We found comparable rates of adverse events, and especially serious adverse events, in our study as compared with the available randomized controlled trials (Table 4). The proportion of patients with constipation was higher in our study (13.5%) compared with the trials (0–3.6%) [17, 18, 26] and even open-label extensions [35, 36], possibly because patients and their treating physicians expected that event; however, it was mild and well controlled with diet or fibers in all cases and did not lead to discontinuation. Treatment discontinuation in our study was higher than in the available trials [17,18,19, 26] and mostly due to patients’ preference of discontinuing an ineffective treatment; only one patient discontinued the treatment due to an adverse event. Notably, we did not assess the prevalence of possible anti-drug antibodies; however, the current guidelines for the use of anti-CGRP antibodies do not indicate the routine measurement of anti-drug antibodies [14]. Overall, the great majority (85.4%) of patients were compliant to the treatment throughout the study period, further supporting the safety and tolerability of erenumab in clinical practice.

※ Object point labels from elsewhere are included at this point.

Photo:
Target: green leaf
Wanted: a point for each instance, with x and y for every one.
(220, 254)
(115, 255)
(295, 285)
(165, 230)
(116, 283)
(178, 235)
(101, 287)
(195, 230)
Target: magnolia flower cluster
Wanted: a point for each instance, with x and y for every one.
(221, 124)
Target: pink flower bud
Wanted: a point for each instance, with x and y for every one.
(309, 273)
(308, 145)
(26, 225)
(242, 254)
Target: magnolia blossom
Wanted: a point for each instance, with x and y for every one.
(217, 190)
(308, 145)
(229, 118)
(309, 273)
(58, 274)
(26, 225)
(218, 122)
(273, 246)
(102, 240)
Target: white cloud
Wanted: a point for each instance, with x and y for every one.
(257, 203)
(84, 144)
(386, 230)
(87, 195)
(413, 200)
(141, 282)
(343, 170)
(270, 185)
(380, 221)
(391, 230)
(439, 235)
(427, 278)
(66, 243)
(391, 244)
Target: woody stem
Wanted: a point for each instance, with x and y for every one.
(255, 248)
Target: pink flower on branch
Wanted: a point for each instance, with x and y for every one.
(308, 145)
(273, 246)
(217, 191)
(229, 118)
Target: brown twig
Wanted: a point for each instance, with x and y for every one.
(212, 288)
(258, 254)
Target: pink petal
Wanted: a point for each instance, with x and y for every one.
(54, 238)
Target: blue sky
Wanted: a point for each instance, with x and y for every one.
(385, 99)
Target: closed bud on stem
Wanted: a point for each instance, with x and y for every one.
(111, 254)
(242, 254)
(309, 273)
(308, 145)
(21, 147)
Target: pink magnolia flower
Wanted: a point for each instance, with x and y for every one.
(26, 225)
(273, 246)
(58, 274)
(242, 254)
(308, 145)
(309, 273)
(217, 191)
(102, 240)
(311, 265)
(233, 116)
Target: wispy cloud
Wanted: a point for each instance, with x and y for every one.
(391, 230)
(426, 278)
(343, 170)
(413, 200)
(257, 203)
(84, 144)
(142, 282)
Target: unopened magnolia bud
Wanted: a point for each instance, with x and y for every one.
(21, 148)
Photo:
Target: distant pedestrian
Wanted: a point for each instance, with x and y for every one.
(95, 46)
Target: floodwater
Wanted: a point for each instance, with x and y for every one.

The strengths of the present study include its relatively large number of patients as compared with previous real-life studies [21, 22] and a remarkably longer follow-up of 6 months instead of two. The relatively large number of included patients allowed subgroup efficacy analyses in subgroup of patients with medication overuse and failure of botulinum toxin A. However, our study also has several limitations. Firstly, we could not assess the effect of concurrent oral preventive treatments, their withdrawal and reintroduction, due to heterogeneity and small numbers; however, this is a potential source of bias common to all real-life studies, in which treatments are prescribed on a case-by-case basis according to clinical needs; besides, such treatments were withdrawn or introduced in a minority of patients. Secondly, we did not assess some characteristics potentially linked to erenumab response, including prior response to triptans. Thirdly, the design of our study did not allow us to establish a definite role of dose escalation, as this procedure was decided during different time points according to patient response.


Our real-life multicenter study showed the efficacy and safety of erenumab in a difficult-to-treat population of patients, most of whom had CM. The efficacy results were generally higher than those of the trials. The efficacy of erenumab was also shown in patients with medication overuse and in patients with CM and prior failure of treatment with botulinum toxin A. Further studies are needed to identify potential predictors of late response that might justify prolonged treatment and to provide real-life experience on extended treatment duration.